Almost 25 percent of women face pelvic floor disorders, according to research funded by the National Institutes of Health. The number of women who have the condition goes up with age. For example, about 27 percent of women ages 40 to 59 have pelvic floor dysfunction, says Dr. R. Mark Ellerkmann, director of urogynecology, Weinberg Center for Women’s Health and Medicine at Mercy Medical Center in Baltimore. Women with this disorder can experience incontinence related to activities like coughing, sneezing or jumping. Doing pelvic floor exercises is a great option for those who are affected, says Isa Herrera, a physical therapist based in New York City and founder of pelvicpainrelief.com. “The pelvic floor muscles support the bladder, and when these muscles are weakened or too tight, they can contribute to leaking, prolapse or urgency of urination or incontinence,” Herrera says. She recommends kegel exercises to strengthen the pelvic muscles.

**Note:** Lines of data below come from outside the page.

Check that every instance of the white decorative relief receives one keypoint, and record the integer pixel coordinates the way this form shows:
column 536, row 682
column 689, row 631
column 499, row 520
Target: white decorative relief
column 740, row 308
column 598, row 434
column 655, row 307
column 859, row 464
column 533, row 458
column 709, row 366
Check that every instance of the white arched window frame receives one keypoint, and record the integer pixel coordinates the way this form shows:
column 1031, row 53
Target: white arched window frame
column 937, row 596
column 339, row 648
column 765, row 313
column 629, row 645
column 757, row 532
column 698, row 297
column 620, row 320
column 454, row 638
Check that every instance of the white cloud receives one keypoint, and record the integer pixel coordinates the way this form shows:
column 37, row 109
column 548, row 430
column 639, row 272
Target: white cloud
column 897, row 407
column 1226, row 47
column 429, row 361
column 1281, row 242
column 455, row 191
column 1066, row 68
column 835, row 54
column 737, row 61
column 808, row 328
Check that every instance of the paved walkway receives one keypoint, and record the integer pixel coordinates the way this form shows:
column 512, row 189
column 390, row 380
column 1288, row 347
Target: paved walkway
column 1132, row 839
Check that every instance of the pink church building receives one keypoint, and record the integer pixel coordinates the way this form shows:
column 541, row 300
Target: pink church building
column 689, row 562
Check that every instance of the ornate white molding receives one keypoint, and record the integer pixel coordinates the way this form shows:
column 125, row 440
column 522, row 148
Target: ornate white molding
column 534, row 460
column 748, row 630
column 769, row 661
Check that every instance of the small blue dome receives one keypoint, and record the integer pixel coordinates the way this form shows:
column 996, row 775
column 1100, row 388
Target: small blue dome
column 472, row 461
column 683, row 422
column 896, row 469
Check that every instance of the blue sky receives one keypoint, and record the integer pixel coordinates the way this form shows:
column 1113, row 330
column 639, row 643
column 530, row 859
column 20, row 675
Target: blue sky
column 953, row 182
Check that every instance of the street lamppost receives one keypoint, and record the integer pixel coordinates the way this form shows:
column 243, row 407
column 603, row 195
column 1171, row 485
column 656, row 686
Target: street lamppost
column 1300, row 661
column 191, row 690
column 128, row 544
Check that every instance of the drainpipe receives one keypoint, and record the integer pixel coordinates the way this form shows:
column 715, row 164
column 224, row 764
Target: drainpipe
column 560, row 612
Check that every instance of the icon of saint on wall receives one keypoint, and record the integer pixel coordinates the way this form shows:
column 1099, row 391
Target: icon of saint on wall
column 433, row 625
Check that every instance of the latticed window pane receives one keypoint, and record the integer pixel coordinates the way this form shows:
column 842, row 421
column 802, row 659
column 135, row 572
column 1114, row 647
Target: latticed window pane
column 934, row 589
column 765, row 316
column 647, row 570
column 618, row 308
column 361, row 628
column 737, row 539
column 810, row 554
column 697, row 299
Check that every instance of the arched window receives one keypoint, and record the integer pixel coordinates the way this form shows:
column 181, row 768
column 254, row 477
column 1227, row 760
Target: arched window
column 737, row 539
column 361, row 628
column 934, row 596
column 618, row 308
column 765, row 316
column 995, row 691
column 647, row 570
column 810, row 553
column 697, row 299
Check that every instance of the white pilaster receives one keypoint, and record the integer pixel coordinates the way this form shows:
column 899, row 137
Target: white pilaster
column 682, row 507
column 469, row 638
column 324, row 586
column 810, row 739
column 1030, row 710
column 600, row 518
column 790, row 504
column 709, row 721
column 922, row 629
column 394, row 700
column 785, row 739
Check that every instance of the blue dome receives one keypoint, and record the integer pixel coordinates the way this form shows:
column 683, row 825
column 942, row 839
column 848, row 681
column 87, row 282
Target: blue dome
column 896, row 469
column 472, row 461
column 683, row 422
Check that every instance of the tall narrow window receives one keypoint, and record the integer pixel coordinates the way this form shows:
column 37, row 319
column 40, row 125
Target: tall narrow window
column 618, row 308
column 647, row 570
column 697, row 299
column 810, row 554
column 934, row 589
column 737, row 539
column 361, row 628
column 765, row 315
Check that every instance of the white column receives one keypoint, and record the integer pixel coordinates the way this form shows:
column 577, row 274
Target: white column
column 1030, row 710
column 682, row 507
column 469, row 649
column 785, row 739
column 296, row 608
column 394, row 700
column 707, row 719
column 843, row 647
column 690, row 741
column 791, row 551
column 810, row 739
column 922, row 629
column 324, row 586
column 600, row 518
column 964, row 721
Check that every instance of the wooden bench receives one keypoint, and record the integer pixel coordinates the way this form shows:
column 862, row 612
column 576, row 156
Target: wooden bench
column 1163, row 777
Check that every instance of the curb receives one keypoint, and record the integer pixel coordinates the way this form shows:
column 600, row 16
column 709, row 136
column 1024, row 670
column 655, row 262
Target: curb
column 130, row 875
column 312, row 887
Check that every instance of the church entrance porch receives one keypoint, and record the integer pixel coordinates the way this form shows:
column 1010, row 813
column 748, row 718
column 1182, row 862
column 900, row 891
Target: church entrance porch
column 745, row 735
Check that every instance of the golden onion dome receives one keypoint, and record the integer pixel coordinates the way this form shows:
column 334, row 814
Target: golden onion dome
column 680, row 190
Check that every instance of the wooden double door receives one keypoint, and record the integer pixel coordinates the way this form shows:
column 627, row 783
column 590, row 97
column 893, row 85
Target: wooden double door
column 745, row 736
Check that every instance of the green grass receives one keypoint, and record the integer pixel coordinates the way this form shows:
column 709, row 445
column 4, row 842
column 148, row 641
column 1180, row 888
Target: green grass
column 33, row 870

9. Women: Urinate after sexual activity.
Emptying your bladder after sexual activity will help flush out bacteria that may have entered into your urethra (the tube that drains your bladder) during intercourse, says Dr. Kimberly Kho, associate chief of gynecology at UT Southwestern Medical Center’s William P. Clements Jr. University Hospital. Cleansing the bacteria from your urethra reduces your chances of getting a urinary tract infection.
10. Wipe this way.
After using the bathroom, women should wipe from front to back, Kho says. “This prevents bacteria from the anal area, which can accumulate after a bowel movement, from entering the urethra,” she says. And it can help prevent bacteria from your gastrointestinal tract from entering your urethra and causing a urinary tract infection.